A method for the oral treatment and prevention of cardiovascular disease utilizes a quantity of non-peptidyl growth hormone secretagogues for: the prophylaxis of atherosclerosis and hypercholesterolemia, preventing the development atherosclerotic plaques and cardiovascular disease; the treatment of pre-existing atherosclerosis or hypercholesterolemia; the reduction of total blood plasma cholesterol levels in a patient's blood; and the expression of genes involved in cellular cholesterol efflux. The quantity of non-peptidyl growth hormone secretagogues is orally administered to the patient. The quantity of non-peptidyl growth hormone secretagogues is selected from the group consisting of ibutamoren mesylate, capromorelin, tabimorelin, and combinations thereof.

Description

Method for the Oral Treatment and Prevention of Cardiovascular
Disease
The current application claims a priority to the U.S. Provisional Patent application serial number 62/529,257 filed on July 6, 2017.
FIELD OF THE INVENTION The present invention relates generally to treatment and prevention of cardiovascular disease. More specifically, the present invention relates to the oral administration of non-petidyl growth hormone secretatoques for the treatment, reversal, and prevention of atherosclerosis, hypercholesterolemia, and related cardiovascular diseases.
BACKGROUND OF THE INVENTION
Atherosclerosis is a blood vessel disease developing preferentially in subjects presenting substantial risks factors including poor diet, sedentary lifestyles, smoking, hypertension, diabetes mellitus, hypercholesterolemia, elevated plasma low-density lipoprotein (LDL) and triglycerides, hyperfibrinogenemia and hyperglycemia, among others. Atherosclerotic lesions develop over a number of years and even decades in humans, leading to complications, such as coronary and cerebral ischemic and thromboembolic diseases and myocardial and cerebral infarction. To date, cardiovascular disease is the leading cause of morbidity and mortality in industrialized countries and progresses steadily in emerging countries, with coronary atherosclerosis being the main underlying pathology. Currently, therapy of atherosclerosis is not completely efficient to prevent and reverse disease development and complication. Atherosclerosis develops through the sequential interplay of at least three pathological processes: foam cell differentiation, inflammatory reaction and cell proliferation. In human and a plurality of animal models, one of the earliest detectable events in the first of these processes is the recruitment of mononuclear phagocytes and
lymphocytes to the intact endothelial lining of large arteries. Enhanced adhesion and accumulation of blood monocytes into the intima is then accompanied by a change in cell phenotype, where the blood monocytes transform into macrophages. The latter engulfs lipids and stores them as cytoplasmic droplets, thus becoming "foam cells". The formation of said foam cells is a key stage in the development of early fatty streak lesions, and hence is a central event in atherogenesis.

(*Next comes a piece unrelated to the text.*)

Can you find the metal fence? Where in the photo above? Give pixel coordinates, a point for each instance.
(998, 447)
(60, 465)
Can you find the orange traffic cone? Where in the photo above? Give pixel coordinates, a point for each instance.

Growth hormone releasing peptides (GHRPs), which consist of a family of small synthetic peptides modeled from Met-enkephalin, possess potent and dose dependent growth hormone- releasing activity and significant prolactin and corticotropin-releasing effects (see Horm. Res. 51(suppl. 3), 9 (1999)).
A study of GHRP binding sites in the cardiovascular system found that hexarelin, a hexapeptide member of the GHRP family, binds to a glycosylated membrane protein of 84 kilodaltons (kD) distinct from the Ghrelin receptor (see Circ. Res. 85, 796 (1999)). This protein was later identified as the cluster of differentiation 36 (CD36) receptor (see Circ. Res. 90, 844 (2002)).
Prior art suggests that a prolonged treatment, at leastl2 weeks, with GHRPs interferes with the CD36 scavenger receptor function and expression, thereby reducing the uptake of oxidized LDL (oxLDL) and the accumulation of lipids and cholesterol, and consequently, reducing the formation of fatty streak lesions in apolipoprotein E (ApoE) null mice (see United States Patent US 7785567 B2).
The authors of that patented invention selected and breed ApoE-null mice as an experimental model of atherosclerosis as it features the progressive series of atherogenic events seen in humans, including increased adhesive interactions between leukocyte and endothelium, conversion of monocyte-derived macrophages into foam cells with lesions distributing throughout the arterial tree, and late development of more advanced lesions (fibrous plaques).
Also, ApoE-null mice show very high levels of plasma cholesterol as a result of impaired clearance of cholesterol-enriched lipoproteins and, as for humans, high cholesterol high fat (HCHF) diet exacerbates disease progression and markedly enhances plasma cholesterol levels (see J. Clin. Invest. 105(8), 1049-1056 (2000) and J. Clin. Invest. 105, 1039-1041 (2000)). Evidence accumulates to support that fatty streaks in anatomical sites prone to athermanous plaque development precede mature lesions in humans, although all fatty streaks do not progress to atheromas (see Arterioscler.
Thromb. Vase. Biol. 19, 2364-2367 (1999)). In both human and mice, T lymphocyte and foam cells are found in fatty streaks and immunological processes have been shown to be similar over the years in both species.
The authors of this prior art found that GHRPs reduce total plasma cholesterol and cholesterol that is not high-density lipoprotein (HDL) cholesterol, and increase HDL cholesterol in ApoE-deficient mice fed with a HFHC diet from six weeks old. These favorable changes in plasma lipids were associated with a significant decrease in fatty streak lesion area in the ApoE-null mice treated with GHRPs, as compared with controls.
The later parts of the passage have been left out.